0

Please consider the following code:

def readPath(path):
   content = None
   if os.path.isfile(path):
      f = open(path,"rb")
      content = f.read()
      f.close()
   return content

versus this one:

def readPath(path):
   content = None
   try:
      f = open(path,"rb")
      content = f.read()
      f.close()
   except:
     pass
   return content

Given that the def is called many (hundreds to thousands times) in succession, mostly with valid paths (that represent actual files on the file system) but sometimes with non existent paths, which version is more efficient? Is checking a condition prior to opening the file is slower than setting a try block?

vaultah
  • 44,105
  • 12
  • 114
  • 143
ACEGL
  • 149
  • 9

1 Answers1

6

Usually, the answer to "whichever to use, if or try", the answer is EAFP - it is easier to ask for forgiveness than permission, thus always prefer try over if. However, in this case, neither EAFP nor performance considerations shouldn't be reason to choose one over another. Instead you should choose the one that is correct.

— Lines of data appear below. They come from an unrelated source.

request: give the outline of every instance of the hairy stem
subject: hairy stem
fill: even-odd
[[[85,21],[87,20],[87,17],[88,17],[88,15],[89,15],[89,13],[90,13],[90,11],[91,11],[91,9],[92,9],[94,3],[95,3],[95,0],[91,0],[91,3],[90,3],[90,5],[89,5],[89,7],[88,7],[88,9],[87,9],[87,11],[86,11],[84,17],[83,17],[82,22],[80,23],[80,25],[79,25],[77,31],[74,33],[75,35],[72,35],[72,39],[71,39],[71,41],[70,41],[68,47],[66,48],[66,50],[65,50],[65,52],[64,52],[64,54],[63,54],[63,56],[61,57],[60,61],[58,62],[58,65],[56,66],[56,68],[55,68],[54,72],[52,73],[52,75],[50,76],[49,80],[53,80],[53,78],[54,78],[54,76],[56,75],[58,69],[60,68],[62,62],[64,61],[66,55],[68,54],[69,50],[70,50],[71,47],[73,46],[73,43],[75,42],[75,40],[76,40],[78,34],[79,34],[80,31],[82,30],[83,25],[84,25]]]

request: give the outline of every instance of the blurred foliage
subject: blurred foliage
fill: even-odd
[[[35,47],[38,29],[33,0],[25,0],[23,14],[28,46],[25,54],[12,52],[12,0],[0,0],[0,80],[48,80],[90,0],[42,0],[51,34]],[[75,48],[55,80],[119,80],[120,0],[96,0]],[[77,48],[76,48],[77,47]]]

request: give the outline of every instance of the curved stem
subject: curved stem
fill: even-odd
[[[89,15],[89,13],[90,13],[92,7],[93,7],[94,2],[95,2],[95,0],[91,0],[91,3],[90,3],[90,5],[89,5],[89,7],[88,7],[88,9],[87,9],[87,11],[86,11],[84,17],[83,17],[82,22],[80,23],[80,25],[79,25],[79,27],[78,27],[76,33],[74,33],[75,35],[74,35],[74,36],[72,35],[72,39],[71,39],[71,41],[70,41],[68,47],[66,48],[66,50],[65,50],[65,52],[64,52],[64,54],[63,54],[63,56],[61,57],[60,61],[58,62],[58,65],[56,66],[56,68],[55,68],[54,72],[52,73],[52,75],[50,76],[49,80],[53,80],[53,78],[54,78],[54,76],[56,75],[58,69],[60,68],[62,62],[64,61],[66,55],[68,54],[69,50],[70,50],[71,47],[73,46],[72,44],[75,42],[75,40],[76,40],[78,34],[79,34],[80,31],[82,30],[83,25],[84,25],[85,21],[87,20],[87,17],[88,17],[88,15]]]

Using isfile because it makes your code prone to race conditions. Suppose someone removes the file just after you called isfile and before you actually opened it - and you would get a spurious exception. However, there have been countless of security bugs because of code that first checks for existence, permissions, ownership or so on, of a file, and then open it - an attacker may change the file that the link is pointing to in between.

Furthermore, there are other reasons why open would fail than just the file not existing:

>>> os.path.isfile('/etc/shadow')
True
>>> open('/etc/shadow')
Traceback (most recent call last):
  File "<stdin>", line 1, in <module>
PermissionError: [Errno 13] Permission denied: '/etc/shadow'

isfile also amounts to an extra system call and that in itself is more expensive than catching an exception; just doing the system call alone makes the overhead of catching an exception minuscule in comparison. As you have stated that you expect most of the file names to actually exist, the time spent in isfile is just extra overhead.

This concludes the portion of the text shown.